Business travel can be a lot of fun or a real challenge. One aspect of business travel that can be nerve wracking is having to share a hotel room with a coworker. While you may know and even like your coworker on a business level, it’s rare to be personally close to your colleague, making the intimacy of a shared room somewhat awkward. Dressing, toileting, sleeping are all rather intimate aspects of our lives and most of us are not comfortable sharing those aspects with relative strangers. Therefore, it’s important to be on your best behavior and mindful of your roommate’s comfort. Remember, this is still a business trip. What you might do with friends and family in your own home is probably not appropriate in a business setting.
Here are some dos and don’ts to heed when rooming with a coworker.
Pack some modest pajamas. Don’t walk around in the nude or perform naked yoga (yep, it’s a true story). Many people are uncomfortable seeing their coworker’s nude or almost nude body. It’s just too personal. Skip the sexy pjs or your birthday suit and bring something that doesn’t have your roommate averting their eyes or ogling you. The hotel is not a nudist colony.
Bring ear plugs. If your roommate happens to be a shake-the-roof-off-snorer, ear plugs will help drown out some of the noise. And, if you’re a person who snores loudly it is best to ask for a single room. If that’s not possible, try to sleep with your back to your roommate. It would also be gracious to bring ear plugs for your coworker.
Visit with friends elsewhere. If you want to socialize with friends or other coworkers do it in a common space, not your hotel room. Your roommate may want to rest or do some work or just get ready for the next function. That’s hard to do when people are hanging out in your space.
No hanky panky. Sure the room is free, but it doesn’t give you license to bring a girlfriend/boyfriend or spouse to your shared room and go at it. Share those intimate moments for when you’re home or have your own hotel room, not when you’re sharing it with a relative stranger.

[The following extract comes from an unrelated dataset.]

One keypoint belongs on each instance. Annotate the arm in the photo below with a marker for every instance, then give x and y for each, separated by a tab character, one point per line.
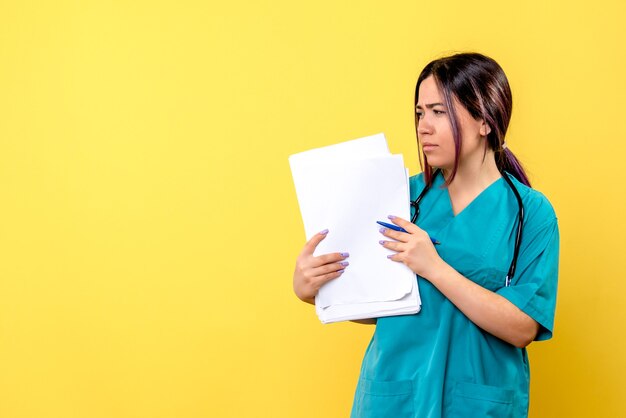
488	310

Be tidy. Keep your clothes, toiletries and other items contained on your side of the room and bathroom. Pick up your towels – don’t leave them strewn on the floor or on furniture. And, don’t put things on your coworker’s bed including your rear end.
Don’t hog the bathroom. Be mindful of how much time you spend in the bathroom. Remember your roommate needs his or her time to get ready as well. It’s helpful to discuss who will use the bathroom first. If you’re an early riser, take advantage of that time to occupy the restroom for a reasonable amount of time, like 15 minutes, before allowing your roommate time to use it. If you need to style your hair or put makeup on, rather than hogging the bathroom do it in front of a mirror outside of the restroom so your coworker can shower and get ready.
Respect your coworker’s items. While your roommate’s items may be out in the open they are not there for your use. Don’t use her hairbrush, curling iron, razor, tablet, etc.
What tips would you add for sharing a room with a coworker? Have you ever experienced a particularly difficult coworker roommate situation?